I let out a mirthless laugh. “Hazel, I don’t even know who I am anymore.”

“Even better,” she exclaims cheerfully. She reaches out, hesitates, and tenderly cups my whiskered chin in her palm. The gesture brings instant tears to my eyes. “That means you have the complete freedom to define yourself anew. It’s never too late to start over. Every dawn is a new chance, Colton, so take it while you have it. Do it scared, if you must, but believe me when I say the chance will not take itself.”

I want to get something. I want to buy flowers, or a blank canvas, or a set of paintbrushes. In fact, if Hazel didn’t own the flower shop, I’m not sure I could stop myself.

Approaching Cheyenne with nothing seems wrong. It chafes against the very core of who I am. I don’t attend many social events outside of work, but when I do, I never, under any circumstances, show up empty-handed.

Travis’s wife’s New Year’s party two years ago? I showed up on the doorstep of their California townhome with a brand-new karaoke machine (Travis hated it; Meredith loved it). Rodeo’s version of a black-tie event in Denver last year? I came with signed posters for sponsors to give away. One of the guys on the circuit just had a new baby? I dropped by the hospital with the cutest gingham print dress and a pair of tiny boots that Gran ordered for me on Amazon.

I don’t go anywhere without bringing something that speaks for itself.

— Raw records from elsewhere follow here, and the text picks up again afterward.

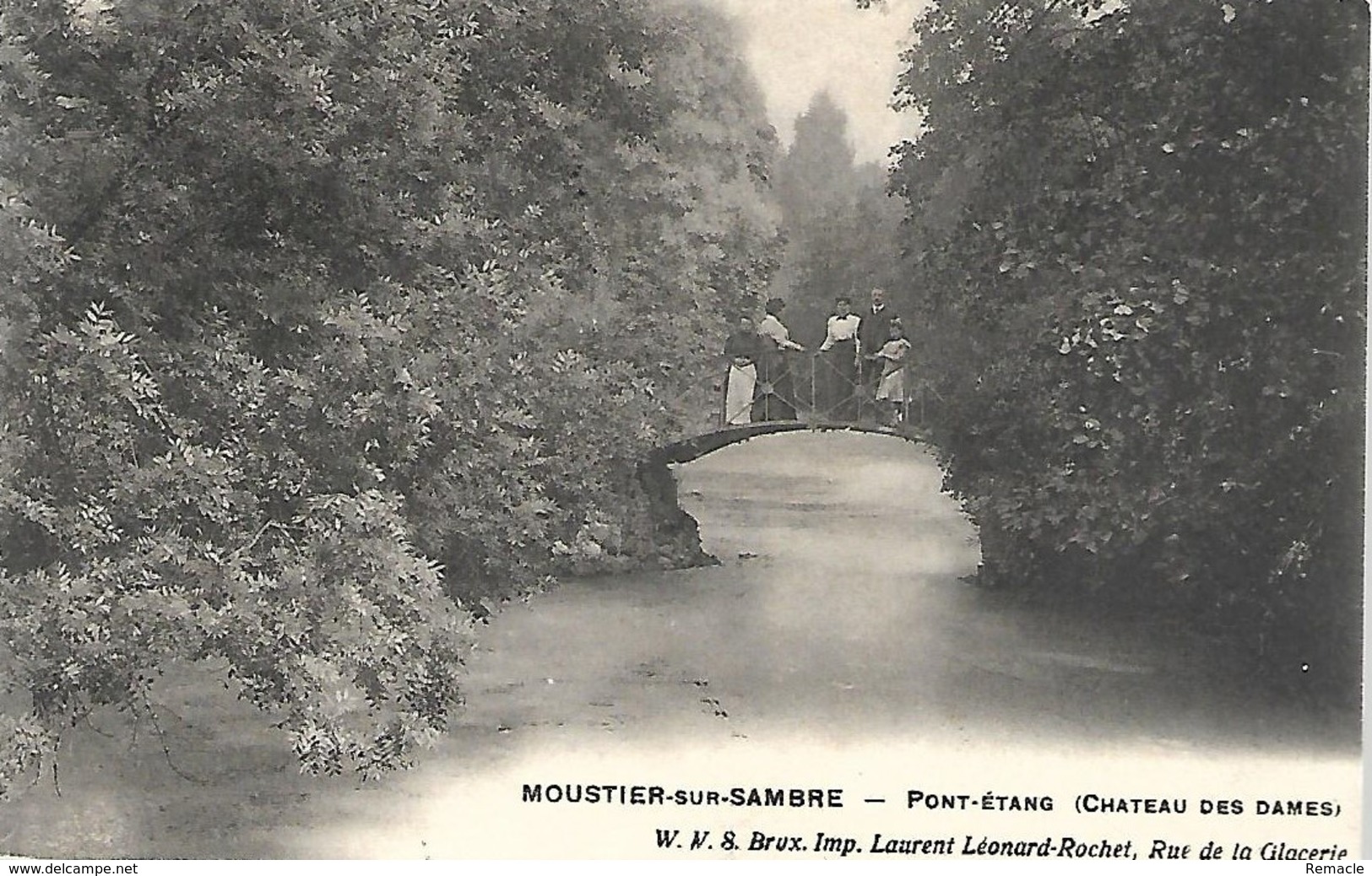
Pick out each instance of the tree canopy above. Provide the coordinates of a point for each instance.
(1142, 235)
(325, 327)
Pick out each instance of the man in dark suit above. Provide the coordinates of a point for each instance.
(871, 333)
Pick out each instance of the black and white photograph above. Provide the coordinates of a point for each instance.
(682, 430)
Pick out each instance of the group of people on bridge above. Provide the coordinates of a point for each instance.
(860, 368)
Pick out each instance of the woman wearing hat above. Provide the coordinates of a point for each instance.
(775, 392)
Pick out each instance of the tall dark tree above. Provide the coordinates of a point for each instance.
(1143, 239)
(309, 342)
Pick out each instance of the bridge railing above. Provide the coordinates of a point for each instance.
(822, 390)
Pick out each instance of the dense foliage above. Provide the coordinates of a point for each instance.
(1142, 236)
(840, 224)
(325, 325)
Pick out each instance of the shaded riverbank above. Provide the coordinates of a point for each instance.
(833, 645)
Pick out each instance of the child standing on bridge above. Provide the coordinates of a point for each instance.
(891, 387)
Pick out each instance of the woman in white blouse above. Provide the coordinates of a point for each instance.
(775, 392)
(841, 358)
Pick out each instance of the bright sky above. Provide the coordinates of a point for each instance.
(800, 47)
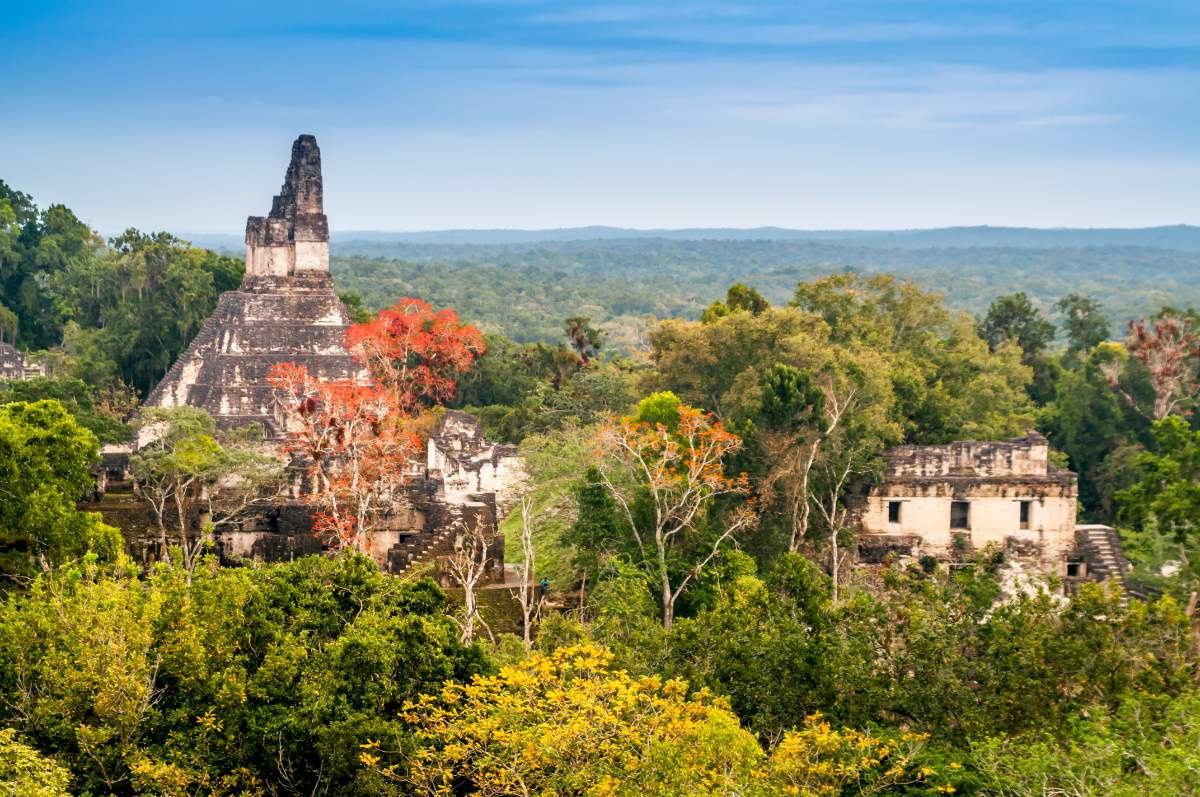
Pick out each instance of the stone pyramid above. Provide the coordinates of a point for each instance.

Every time my mother came home, she brought us something. Colorful woven bracelets from Uganda. Locally made peach jam from the quaintest bakery in the South of France. Fur hats with ear flaps from a trapper in Iceland. A fridge magnet with dolphins on it from Bali.

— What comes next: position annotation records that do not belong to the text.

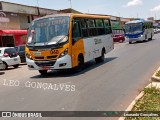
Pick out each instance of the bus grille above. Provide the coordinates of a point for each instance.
(45, 63)
(46, 57)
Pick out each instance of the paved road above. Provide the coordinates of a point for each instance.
(103, 87)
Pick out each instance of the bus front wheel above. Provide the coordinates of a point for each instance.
(101, 58)
(80, 65)
(43, 72)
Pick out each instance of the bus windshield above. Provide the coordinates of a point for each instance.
(133, 28)
(49, 30)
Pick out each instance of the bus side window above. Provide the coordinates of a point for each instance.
(107, 27)
(76, 34)
(100, 26)
(84, 28)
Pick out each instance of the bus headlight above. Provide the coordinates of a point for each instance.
(141, 35)
(29, 56)
(65, 52)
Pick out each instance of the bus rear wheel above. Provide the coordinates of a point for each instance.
(43, 72)
(80, 64)
(101, 58)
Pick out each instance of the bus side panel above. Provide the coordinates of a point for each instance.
(93, 46)
(77, 48)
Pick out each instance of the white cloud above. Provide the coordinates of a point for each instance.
(155, 9)
(134, 3)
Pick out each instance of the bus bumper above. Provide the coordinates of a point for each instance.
(60, 63)
(141, 38)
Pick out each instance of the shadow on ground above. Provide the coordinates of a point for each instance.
(70, 72)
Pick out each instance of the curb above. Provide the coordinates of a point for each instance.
(132, 104)
(154, 77)
(155, 82)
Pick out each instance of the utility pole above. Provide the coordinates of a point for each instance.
(70, 3)
(38, 7)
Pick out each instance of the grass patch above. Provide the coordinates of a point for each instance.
(158, 74)
(149, 102)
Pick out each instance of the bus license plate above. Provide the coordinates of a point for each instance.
(37, 53)
(15, 59)
(46, 68)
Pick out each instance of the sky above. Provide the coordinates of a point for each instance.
(122, 8)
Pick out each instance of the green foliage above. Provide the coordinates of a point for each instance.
(149, 102)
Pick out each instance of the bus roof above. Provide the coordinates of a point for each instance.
(137, 21)
(75, 15)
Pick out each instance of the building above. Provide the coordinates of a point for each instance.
(15, 20)
(16, 16)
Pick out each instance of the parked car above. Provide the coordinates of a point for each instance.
(118, 38)
(1, 64)
(9, 57)
(21, 52)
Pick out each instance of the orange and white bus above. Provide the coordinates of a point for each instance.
(65, 41)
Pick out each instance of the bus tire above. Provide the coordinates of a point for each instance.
(151, 37)
(5, 66)
(101, 58)
(80, 65)
(43, 72)
(16, 66)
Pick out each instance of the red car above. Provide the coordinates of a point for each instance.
(118, 38)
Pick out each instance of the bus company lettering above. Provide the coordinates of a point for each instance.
(39, 85)
(54, 52)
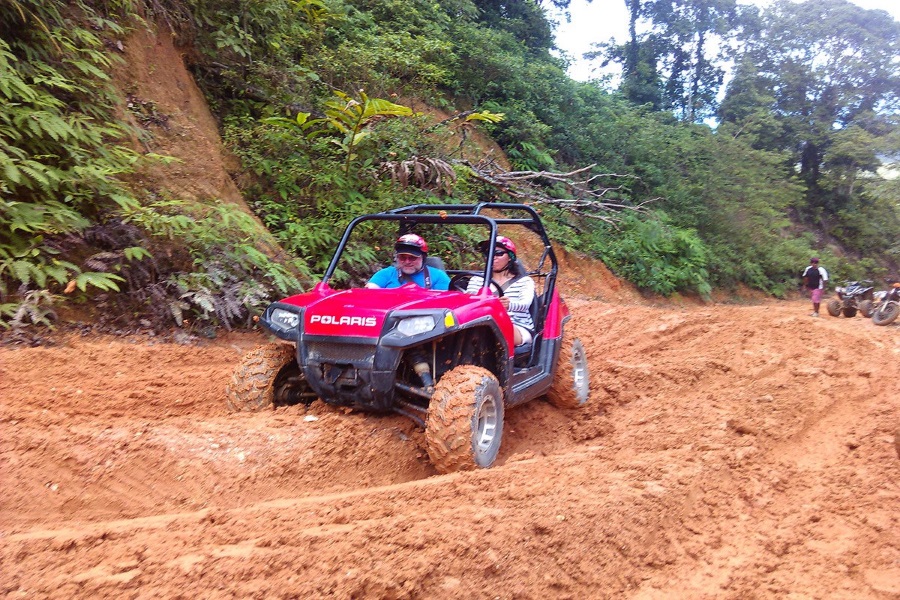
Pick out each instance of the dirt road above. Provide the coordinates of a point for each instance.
(728, 452)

Physical reminders of her so I wouldn’t forget her. Without them, I might not have remembered her.

How am I any different?

I don’t get the flowers. I don’t get the blank canvas or the brushes. I don’t even let myself stop at Sunny Glaze to pick up a donut; chocolate frosting, light, with sprinkles.

I avoid Cheyenne’s eye when I walk into the kitchen that smells of fresh cilantro and fajita steak. I poke Milo’s belly when he prompts me to, and when he giggles, Indi explains that he’s pretending to be the Pillsbury Doughboy of 1982. I take Milo swimming and we walk up to my dad’s house for s’mores around a crackling campfire. I let the girls get Milo ready for bed, and we look through Sailing: The Basics like we’ve done every night we’ve spent at the lake house. I tell my sister goodnight in the hallway, and I avoid the creaky third step downstairs out of habit.

And then, empty-handed, I go down to the dock. Cheyenne’s toes skim the still surface of the lake, and her blonde hair brushes lightly against her lower back. When I sit down beside her, I feel the overwhelming urge to run.

But I don’t.

For the first time in my life, when the urge to run strikes me, I sit still.